Our results suggest that background level of risk does in fact alter the survival of native prey when exposed to novel predators which could be invaders, but not in a consistent manner. Background level of risk – a priori – should have a positive effect on native prey survival. Numerous examples of predator-free populations getting readily reduced by invasive species can attest to that effect55. In addition, relaxed selection pressure has been identified as a factor facilitating species invasion56. Hence, more predation pressure should be better. While much is still unknown, one thing is certain: prey having to cope with evolutionarily novel predators will have to display rapid changes to their phenotypes. A recent meta-analysis of more than 3000 rates of phenotypic change found that rapid environmental change often induced rapid, abrupt phenotypic change, suggesting that most of that change involves phenotypic plasticity rather than immediate genetic evolution57. In other words, prey that rely on the tools they already have may fare better than those requiring selection. If prey do not have adequate defences, induced antipredator defences may appear in populations within a relatively short timeframe, at least in some species10,23. The future of native prey populations seems dependent on outcome of the race between the invasive predator' rate of consumption, the native population growth rate and the speed at which the native population can display induced antipredator defences.
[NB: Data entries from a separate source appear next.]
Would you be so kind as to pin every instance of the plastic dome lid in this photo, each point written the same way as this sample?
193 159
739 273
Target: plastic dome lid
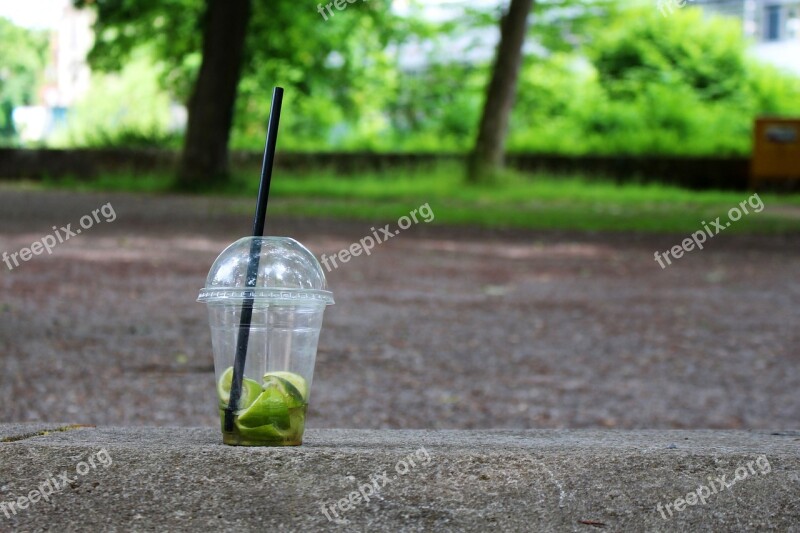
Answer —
288 274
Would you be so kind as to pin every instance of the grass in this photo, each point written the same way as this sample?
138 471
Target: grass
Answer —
514 201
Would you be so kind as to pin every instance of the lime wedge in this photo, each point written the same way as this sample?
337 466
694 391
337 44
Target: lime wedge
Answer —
296 380
250 389
270 432
271 407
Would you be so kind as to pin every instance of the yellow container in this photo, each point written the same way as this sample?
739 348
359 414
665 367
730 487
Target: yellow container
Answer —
776 150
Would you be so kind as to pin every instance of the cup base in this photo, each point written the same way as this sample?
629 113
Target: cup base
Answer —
266 435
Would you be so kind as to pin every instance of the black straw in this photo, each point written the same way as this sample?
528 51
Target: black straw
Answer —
255 255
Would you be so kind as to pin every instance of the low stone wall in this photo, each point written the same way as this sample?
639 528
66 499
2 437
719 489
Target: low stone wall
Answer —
693 172
182 479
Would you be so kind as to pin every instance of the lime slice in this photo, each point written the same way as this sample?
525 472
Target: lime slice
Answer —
296 380
271 407
271 433
250 389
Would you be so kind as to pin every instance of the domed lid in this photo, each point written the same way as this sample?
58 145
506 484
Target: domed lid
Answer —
288 274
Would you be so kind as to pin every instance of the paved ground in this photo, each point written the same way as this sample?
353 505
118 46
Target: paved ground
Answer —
439 328
184 479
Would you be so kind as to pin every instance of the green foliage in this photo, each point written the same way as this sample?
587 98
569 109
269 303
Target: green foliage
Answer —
22 60
682 85
538 201
128 109
600 76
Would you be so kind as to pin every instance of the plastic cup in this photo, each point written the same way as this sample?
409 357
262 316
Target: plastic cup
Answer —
289 298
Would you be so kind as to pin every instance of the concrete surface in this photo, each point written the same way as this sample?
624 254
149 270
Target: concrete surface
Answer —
178 479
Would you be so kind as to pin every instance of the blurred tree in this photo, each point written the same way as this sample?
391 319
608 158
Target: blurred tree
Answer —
205 150
22 59
487 155
282 45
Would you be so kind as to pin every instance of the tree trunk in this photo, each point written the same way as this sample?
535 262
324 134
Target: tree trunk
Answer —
488 154
204 162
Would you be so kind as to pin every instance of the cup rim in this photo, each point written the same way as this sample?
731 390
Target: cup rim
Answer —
289 296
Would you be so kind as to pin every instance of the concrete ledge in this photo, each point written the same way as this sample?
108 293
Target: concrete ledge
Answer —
572 480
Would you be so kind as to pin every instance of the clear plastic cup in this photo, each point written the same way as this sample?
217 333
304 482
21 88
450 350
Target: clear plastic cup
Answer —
288 298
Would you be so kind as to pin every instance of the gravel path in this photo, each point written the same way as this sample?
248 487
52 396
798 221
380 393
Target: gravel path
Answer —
438 328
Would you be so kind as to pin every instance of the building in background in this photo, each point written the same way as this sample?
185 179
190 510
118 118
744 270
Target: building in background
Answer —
67 77
773 25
To conclude, our results are the first to show that manipulations of background level of risk, using generic (non-predator specific) risk cues, can alter the survival of native prey exposed to live, novel predators. More work needs to be done to validate our results in other taxa and to test the ‘predator hunting strategy’ hypothesis. It would be particularly fascinating to test whether alarm calls of birds and mammals function to increase background risk in the same way as chemical alarm cues do in aquatic systems. Increases in background levels of risk allow prey to display antipredator responses or alter their life-history strategy to increase survival in high-risk environments. These findings bring us one step forward in our understanding of predator-prey dynamics and their consequences for invasions.